Tuesday, November 03, 2009

UNCITRAL security interests consultation update


Canada is off once again to Vienna to chair the UNCITRAL initiative on security interests. The Canadian delegation is now in Vienna from November 2 to November 6, 2009.

Canada has provided the Chairperson for UNCITRAL'S Working Group VI, which deals with Security Interests since its first session in New York in 2002. She is Kathryn Sabo of the federal Department of Justice. This is the 16th session of Working Group VI. All of the meetings have taken place in New York and Vienna.

Working Group VI has come up with a basic “Guide” document dealing with security interests generally. The main document is here. Don't be in a rush to hit “print”. It's over 500 pages long.

The supplementary material, currently under consideration, and which seems to deal mainly with IP, is inconveniently split up into small chunks, is here.

Even though these latest draft papers date from July of 2009, the consultation by telephone took place only last week on October 29, 2009.

IPIC (Intellectual Property Institute of Canada) took part in the consultation and has prepared some good written commentary. It has an active and well informed committee. It provided suggestions on acquisition financing, continuous filing, the “ordinary course” rule, and choice of law relating to royalties. IPIC also provided detailed comments back in April. Without the prodding of IPIC and perhaps my occasional blogs, I doubt that there would have been any consultation.

The problem for most readers of this blog, and even its author, is that these several hundred pages of documents are written in very inscrutable international bureaucratese about very technical stuff at the edge of IP, bankruptcy, insolvency, licensing, and banking/lending law. Even if one has the time to read all of the documents, this is very tough going. There are probably only about a couple of dozen people in Canada who can make much sense out of them, and probably less than a handful of people who have serious expertise in all of the necessary areas.

We struggled with all of this almost a decade ago when the late lamented Law Commission of Canada looked at the issue - and we did come up with a perfectly readable book that I edited, still available here.

But the current landscape is quite unreadable. Given the undoubtedly large investment made by Canada in the time and travel costs of providing a Chairperson and three experts to advise her for this UNCITRAL Working Group VI efforts over the several years, I would have thought that Canadians could be provided with a few pages of explanatory documents about what is going on and how it may affect them.

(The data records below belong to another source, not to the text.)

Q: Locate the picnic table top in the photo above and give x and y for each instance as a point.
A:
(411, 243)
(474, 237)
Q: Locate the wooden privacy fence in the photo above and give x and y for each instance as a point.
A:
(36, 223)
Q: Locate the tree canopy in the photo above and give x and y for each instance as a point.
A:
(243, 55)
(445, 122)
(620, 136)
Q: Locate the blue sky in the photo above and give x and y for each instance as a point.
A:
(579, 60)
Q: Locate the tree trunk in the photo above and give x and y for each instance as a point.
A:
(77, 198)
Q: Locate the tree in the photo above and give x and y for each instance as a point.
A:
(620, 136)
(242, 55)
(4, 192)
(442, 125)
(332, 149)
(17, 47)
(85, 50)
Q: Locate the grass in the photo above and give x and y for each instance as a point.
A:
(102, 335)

I've been told that the UNCITRAL soft law initiative is consistent with Canadian law. That is not without irony because Canadian law is not exactly very clear on lots of fundamental questions, as anyone who reads my book will quickly see. Little has changed since that book was published in 2002. The UNCITRAL efforts will presumably provide a framework for other countries thinking of legislating in this area. This will supposedly benefit Canadians seeking to do business in such countries. If this is so, is it too much to ask that our government inform Canadians what this is all about in language that Canadian lawyers, bankers and other stakeholders can understand?

These issues are potentially very important for those in sectors such as film, sound recordings, software, and high tech generally where financing deals can readily involve IP as collateral, if there is sufficient expertise to do such deals. Indeed, most of the discussion at last week's “consultation” concerned acquisition financing, presumably a hot topic in these sectors. There was considerable confusion about what version of the latest document from UNCITRAL will be “official” on this issue.

Unfortunately. the Department of Justice, which is leading Canada's participation, has no interest in providing any explanation of the UNCITRAL documents to Canadians and the consultation effort has been invariably been passive, infrequent (only two or three occasions of which I am aware) and on the eve of any of the meetings in New York or Vienna, Consultation requires more than providing a link to UNCITRAL's website.

One would hope that Canada's expert team could provide a brief of a few pages outlining what this Guide and its IP Supplement will do, Canada's role in this process, and why Canadians should be interested. Above all, we need to know the main features of the proposed soft law regime. Surely with all of the expertise our delegation has, and the fact that we Canada has invested hundreds of thousands of dollars or more in providing the chair and other support for this effort, the provision of an explanatory document is not too much to ask. It might even foster investment and innovation.